As Rich puts it: “The consequence of a decade’s worth of indiscriminate demonization of Arabs in America — and of the low quotient of comprehensive adult news coverage that might have helped counter it — is the steady rise in Islamophobia. The ‘Ground Zero‘ mosque melee has given way to battles over mosques as far removed from Lower Manhattan as California.”

Frank Rich has met the enemy and it is US. Our closed minds, our minds that are not as capacious as his… that is where he sees the problem.

Frank Rich believes that America’s attitude toward its own Arab-American citizens is the problem. It is all, he is saying, in the mind. And it is all taking place inside of America.
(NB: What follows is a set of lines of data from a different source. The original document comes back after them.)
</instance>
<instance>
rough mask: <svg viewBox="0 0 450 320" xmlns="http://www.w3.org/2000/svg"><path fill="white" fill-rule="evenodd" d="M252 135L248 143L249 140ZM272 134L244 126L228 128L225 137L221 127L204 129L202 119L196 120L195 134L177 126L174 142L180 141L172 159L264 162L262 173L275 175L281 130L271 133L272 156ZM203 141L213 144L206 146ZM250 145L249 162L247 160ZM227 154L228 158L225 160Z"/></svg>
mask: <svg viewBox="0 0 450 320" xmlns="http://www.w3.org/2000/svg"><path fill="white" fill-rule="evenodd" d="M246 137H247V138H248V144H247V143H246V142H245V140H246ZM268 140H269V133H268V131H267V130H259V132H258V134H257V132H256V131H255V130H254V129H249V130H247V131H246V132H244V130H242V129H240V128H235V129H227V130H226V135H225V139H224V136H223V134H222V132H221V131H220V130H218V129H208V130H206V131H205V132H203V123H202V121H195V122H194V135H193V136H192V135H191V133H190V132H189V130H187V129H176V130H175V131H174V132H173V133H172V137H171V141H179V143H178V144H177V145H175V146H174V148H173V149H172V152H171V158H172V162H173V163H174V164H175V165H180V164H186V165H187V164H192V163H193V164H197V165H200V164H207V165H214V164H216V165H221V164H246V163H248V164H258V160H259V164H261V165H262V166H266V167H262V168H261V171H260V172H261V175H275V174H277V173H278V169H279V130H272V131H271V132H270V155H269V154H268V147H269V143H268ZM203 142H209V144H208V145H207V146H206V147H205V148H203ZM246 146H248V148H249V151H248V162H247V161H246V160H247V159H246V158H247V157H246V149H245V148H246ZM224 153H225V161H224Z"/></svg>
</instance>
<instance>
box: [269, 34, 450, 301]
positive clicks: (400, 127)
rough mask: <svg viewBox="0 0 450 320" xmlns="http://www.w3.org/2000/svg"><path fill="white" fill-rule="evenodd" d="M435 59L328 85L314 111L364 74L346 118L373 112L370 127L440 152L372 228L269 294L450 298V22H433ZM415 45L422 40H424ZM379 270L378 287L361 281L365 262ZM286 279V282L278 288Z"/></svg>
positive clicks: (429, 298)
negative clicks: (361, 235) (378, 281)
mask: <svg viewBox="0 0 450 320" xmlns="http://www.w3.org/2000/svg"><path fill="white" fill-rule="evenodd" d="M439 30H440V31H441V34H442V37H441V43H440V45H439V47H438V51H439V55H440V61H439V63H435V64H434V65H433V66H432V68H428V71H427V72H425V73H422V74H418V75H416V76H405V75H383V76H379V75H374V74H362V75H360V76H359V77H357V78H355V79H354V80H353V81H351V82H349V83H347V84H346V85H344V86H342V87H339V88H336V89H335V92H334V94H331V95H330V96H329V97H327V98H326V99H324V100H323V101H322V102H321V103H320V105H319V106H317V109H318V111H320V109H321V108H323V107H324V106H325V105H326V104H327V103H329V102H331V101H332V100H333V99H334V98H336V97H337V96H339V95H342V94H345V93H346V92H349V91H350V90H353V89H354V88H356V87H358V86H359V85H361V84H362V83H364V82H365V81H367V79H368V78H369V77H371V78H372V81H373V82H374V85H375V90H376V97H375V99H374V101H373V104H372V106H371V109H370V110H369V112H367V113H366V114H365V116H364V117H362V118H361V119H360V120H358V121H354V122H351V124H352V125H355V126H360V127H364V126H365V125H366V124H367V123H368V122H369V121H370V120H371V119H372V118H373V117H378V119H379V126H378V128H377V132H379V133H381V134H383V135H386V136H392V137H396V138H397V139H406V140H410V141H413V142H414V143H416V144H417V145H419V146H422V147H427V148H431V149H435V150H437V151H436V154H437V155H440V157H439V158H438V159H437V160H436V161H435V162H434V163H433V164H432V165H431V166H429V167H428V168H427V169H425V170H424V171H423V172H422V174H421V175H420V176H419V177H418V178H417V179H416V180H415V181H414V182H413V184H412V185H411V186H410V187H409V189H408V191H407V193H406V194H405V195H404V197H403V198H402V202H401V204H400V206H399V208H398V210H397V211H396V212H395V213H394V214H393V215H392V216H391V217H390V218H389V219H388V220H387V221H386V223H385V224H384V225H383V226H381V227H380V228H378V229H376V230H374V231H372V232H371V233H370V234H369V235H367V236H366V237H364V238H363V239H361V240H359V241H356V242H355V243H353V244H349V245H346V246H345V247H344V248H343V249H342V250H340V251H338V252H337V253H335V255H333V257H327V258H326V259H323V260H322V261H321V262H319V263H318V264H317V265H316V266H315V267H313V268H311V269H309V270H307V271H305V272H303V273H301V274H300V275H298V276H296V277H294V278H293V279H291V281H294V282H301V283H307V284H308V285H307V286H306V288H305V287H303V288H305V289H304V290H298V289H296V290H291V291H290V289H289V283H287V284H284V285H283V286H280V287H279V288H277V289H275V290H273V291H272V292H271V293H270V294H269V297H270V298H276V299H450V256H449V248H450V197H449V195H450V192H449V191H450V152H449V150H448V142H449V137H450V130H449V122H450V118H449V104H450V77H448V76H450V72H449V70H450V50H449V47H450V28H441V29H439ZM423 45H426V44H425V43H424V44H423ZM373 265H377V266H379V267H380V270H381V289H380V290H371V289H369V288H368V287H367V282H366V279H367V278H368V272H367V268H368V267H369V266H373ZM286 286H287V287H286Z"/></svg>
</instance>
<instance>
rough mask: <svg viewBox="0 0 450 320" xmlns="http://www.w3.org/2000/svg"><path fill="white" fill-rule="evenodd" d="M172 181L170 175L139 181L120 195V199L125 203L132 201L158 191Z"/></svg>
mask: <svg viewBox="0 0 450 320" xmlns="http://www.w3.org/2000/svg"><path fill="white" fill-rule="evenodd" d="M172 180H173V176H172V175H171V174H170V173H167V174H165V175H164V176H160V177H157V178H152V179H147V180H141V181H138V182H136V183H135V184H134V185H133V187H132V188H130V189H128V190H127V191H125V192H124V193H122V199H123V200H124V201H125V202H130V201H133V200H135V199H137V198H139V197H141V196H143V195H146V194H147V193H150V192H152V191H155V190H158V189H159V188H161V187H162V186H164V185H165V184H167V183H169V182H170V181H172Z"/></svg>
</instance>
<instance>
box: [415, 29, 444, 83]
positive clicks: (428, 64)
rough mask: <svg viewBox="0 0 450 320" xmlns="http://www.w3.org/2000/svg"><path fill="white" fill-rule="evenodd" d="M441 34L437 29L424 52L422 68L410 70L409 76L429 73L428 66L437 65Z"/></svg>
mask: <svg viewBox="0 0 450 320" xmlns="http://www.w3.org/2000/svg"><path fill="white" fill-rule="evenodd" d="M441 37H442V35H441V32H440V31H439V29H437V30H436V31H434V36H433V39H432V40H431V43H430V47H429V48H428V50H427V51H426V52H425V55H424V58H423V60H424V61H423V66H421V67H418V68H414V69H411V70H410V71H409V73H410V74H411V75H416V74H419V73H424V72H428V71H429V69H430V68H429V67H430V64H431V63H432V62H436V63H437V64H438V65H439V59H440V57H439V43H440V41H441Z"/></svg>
In truth, there are far more acts of anti-semitic acts of violence than there are acts of anti-Muslim acts of violence in America, by a lot.

Why didn’t Rich even pay lip service to the possibility that ten years of Islamic terror, a steady stream of Muslim violence, sometimes Muslim on Non-Muslim, but more often Muslim on Muslim, would have some influence on the way people see Islam.

Why did Rich ignore the fact that Muslim terrorists commit these acts because they want to terrorize people into converting to their religion?

Terrorists want us all to be afraid of them. They want to cow us into submission. They want us to accept that their laws take precedence over ours. They want us to ignore female genital mutilation, to condone honor killings, to accept that homosexuals should be hung in the public square, and to understand that rape victims must be punished.

People who oppose such practices and speak against them are not phobic. Those who cover up the truth because they do not want to be perceived as promoting bad ideas are the true Islamophobes.

2 comments:

David Foster said...

"For Kristof, and for his fellow Timesman, Frank Rich, the real war is not against Islamic terrorism or Islamic misogyny, but it is against Islamophobia"

Of course. A defining characteristic of today's "progressives" is that they view the majority of their fellow citizens with contempt and suspicion, considering us as dangerous beasts who will descend into violent madness unless our thoughts and emotions are properly channeled by people like Frank Rich.

The Ghost said...
This comment has been removed by the author.